Stress incontinence is when you leak urine when coughing, sneezing, jumping, dancing, or performing other types of physical activity which increase intra-abdominal pressure. Patients with true stress incontinence do not have the feeling of urgency. With stress incontinence, you do not have to wake up frequently to void at night, which is more often associated with urge incontinence. Physical examination of women with stress incontinence shows a loss of support in the urethra, causing hypermobility of the bladder neck when the patient coughs or sneezes. Conservative treatment of mild cases is often successful and includes frequent voiding during the day to avoid an over distended bladder. Also, teaching reflex contraction of the perineal muscles (Kegel maneuver) is helpful when coughing or sneezing. Personally, I have not found routine performance of occasional exercises to strengthen the perineal muscles to be very useful. Teaching a woman to reflexively squeeze her perineal muscles is more important in helping prevent leakage. In more severe cases of stress urinary incontinence, conservative measures fail, and surgical options are most effective.

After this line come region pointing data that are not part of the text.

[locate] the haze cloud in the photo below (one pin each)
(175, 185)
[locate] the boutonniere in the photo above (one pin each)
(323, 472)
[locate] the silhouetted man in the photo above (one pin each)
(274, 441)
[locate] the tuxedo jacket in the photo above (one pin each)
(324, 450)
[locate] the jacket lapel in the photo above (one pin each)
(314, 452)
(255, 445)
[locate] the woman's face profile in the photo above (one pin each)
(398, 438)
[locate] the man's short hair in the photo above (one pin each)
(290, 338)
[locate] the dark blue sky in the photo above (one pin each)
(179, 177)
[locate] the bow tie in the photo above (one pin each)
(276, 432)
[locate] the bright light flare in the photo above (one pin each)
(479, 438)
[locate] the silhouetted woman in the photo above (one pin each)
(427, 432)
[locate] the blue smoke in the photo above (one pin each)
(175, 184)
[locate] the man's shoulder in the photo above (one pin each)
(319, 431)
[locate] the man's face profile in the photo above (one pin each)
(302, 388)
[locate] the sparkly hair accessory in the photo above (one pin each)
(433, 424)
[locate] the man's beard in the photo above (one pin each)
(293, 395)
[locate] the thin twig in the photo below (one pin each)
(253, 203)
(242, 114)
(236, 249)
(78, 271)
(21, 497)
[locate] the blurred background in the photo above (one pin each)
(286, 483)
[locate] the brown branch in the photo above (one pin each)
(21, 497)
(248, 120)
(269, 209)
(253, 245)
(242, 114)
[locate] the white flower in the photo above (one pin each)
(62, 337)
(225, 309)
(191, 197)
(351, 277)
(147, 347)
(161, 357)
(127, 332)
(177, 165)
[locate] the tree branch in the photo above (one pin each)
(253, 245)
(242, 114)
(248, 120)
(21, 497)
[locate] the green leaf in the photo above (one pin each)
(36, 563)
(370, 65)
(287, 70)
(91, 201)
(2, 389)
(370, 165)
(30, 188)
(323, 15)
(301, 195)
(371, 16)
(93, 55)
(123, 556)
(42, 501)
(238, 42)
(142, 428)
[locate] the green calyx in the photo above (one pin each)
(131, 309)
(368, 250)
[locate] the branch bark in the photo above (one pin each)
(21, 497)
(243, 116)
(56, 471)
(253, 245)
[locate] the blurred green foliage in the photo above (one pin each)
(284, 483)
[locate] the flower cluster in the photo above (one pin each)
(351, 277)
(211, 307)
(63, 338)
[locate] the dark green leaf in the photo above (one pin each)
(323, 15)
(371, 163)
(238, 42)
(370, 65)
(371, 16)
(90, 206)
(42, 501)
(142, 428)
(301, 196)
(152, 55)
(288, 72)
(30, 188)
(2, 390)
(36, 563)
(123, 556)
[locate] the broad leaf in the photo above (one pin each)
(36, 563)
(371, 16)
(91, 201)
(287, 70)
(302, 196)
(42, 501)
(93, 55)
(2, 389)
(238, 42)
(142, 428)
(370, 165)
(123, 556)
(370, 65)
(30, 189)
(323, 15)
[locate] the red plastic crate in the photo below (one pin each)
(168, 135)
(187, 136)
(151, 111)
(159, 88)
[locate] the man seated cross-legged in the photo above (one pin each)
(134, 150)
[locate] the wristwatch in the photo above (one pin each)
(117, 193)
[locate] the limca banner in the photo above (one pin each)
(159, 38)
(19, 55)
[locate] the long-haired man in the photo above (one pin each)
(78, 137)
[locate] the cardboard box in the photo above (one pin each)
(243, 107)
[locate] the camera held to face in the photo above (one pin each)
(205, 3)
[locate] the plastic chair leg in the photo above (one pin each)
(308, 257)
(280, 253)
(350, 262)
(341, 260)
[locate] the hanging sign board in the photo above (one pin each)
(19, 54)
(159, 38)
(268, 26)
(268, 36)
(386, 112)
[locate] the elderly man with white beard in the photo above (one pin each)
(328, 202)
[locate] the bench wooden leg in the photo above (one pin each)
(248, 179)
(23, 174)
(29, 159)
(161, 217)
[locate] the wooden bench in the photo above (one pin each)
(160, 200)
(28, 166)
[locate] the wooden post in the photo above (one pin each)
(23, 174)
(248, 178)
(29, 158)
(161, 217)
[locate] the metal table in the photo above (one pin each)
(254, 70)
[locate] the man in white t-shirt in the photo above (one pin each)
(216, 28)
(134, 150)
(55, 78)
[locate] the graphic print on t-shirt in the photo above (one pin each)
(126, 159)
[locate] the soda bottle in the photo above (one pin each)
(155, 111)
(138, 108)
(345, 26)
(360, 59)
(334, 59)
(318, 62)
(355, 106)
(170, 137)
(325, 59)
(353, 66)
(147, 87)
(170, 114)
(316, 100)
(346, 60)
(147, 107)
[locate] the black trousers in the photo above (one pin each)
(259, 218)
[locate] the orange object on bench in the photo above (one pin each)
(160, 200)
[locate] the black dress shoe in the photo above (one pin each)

Today, the most commonly performed surgical procedure for stress incontinence is the bladder sling. A sling of mesh tape is used to support the urethra and return it to its normal anatomical position. This procedure can be performed in an outpatient surgical center and has a much shorter recovery time, then the older surgical procedures such as colposuspension. The bladder sling also has a much lower failure rate, resulting in enhanced patient satisfaction. Occasionally a periurethral injection is used, in association with the sling procedure, for the most severe forms of stress incontinence. This involves injecting a paste-like substance around the urethra to bulk up the area.
Many patients are hesitant to use mesh, because of advertisements seen on TV, by attorneys seeking clients who have had complications with the use of mesh and vaginal surgeries. It is important to distinguish the mesh used in sling procedures from the mesh referred to by these advertisements. The complication rates, using small amounts of mesh in a sling procedure, are quite low and are also easily managed. The advertised mesh complications pertain to repairs which are more extensive, such as vaginal prolapse problems, not the minimal amounts of mesh used in bladder slings. However, for patients who remain uncomfortable with the use of the mesh sling, there are more natural alternative materials that can be used.”